Tuesday, August 22, 2006

Gender Identity: Part 2

I'm going to try and clarify a few things from yesterday's "Lost in Transition" post. In keeping with my trend of incorrectly associating gender with sexuality, I'm calling this post "Gender Identity: Part 2" although it's almost entirely focused on sexuality.

Like many people, I sometimes like to assign easy labels to things. It's a lazy way of avoiding analysis. I'm a gay man. I'm attracted to men. Easy enough. Lesbians are attracted to women and bisexuals are attracted to both sexes. My point, in exploring transsexuality, is to break down a barrier of my own erection. (OK, have fun with that one.)

My goal with these posts is to achieve a more thoughtful understanding of my "T" brothers and sisters. If I seem to be obsessed with sexuality vs. gender it's because I find the sexuality aspect to be the one I've never much pondered as well as being more challenging for me to grasp.
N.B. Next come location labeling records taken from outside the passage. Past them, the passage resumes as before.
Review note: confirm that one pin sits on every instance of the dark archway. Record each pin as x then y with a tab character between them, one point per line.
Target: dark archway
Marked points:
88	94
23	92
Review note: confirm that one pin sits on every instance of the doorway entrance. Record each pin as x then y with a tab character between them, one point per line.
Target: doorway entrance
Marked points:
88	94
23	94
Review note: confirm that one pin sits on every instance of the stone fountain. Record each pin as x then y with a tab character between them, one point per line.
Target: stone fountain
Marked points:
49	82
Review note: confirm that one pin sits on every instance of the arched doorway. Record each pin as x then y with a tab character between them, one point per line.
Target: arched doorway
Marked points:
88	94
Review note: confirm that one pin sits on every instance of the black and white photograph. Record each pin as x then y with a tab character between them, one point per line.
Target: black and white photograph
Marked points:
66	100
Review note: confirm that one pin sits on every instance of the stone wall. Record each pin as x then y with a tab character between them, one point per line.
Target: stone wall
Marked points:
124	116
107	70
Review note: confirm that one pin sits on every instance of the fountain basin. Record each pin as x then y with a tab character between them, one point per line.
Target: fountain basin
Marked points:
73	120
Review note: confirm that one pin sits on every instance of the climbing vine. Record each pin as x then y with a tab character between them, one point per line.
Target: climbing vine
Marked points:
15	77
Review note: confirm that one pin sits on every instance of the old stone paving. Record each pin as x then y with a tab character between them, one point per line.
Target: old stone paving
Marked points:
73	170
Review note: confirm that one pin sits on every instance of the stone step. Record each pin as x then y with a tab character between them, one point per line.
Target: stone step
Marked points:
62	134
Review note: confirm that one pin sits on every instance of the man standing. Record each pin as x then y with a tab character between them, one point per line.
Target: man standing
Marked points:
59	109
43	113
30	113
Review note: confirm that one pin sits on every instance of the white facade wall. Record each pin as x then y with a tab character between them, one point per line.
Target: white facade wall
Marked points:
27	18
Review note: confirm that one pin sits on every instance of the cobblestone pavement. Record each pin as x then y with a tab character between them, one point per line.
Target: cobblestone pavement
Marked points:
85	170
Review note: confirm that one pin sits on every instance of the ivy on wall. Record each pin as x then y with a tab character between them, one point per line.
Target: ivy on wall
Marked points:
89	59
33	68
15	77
As far as gender is concerned, I do not believe anyone on the planet is either 100% male or female. Some of us are born with male tools, some with female, and occasionally some are "to be determined." Regardless of physical appearance, gender identity is what you feel you are and I respect that.

I am physically attracted to guys who have some feminine characteristics and I've also found myself physically attracted to women who have some masculine characteristics. But when it comes to sex, I want it with the guys.

Living in Austin, we of course see a lot of diversity. One of our favorite restaurants has a large LGBT clientele. I have this really infantile game I play with txrad, (mainly because it annoys him), where I try to guess a person's sex. I love androgyny -- it keeps you on your toes. But my point is, I'd be horribly embarrassed if I ever referred to a woman as a he, or vice versa. (I know I shouldn't but it's societal residue I haven't yet scraped off my shoes.) I don't care about the size of your boobs or what the plumbing is like in the basement. If you tell me you're a woman, then I'll call you a woman. That's all I need to know. This is a lesson I only learned in the past couple of weeks.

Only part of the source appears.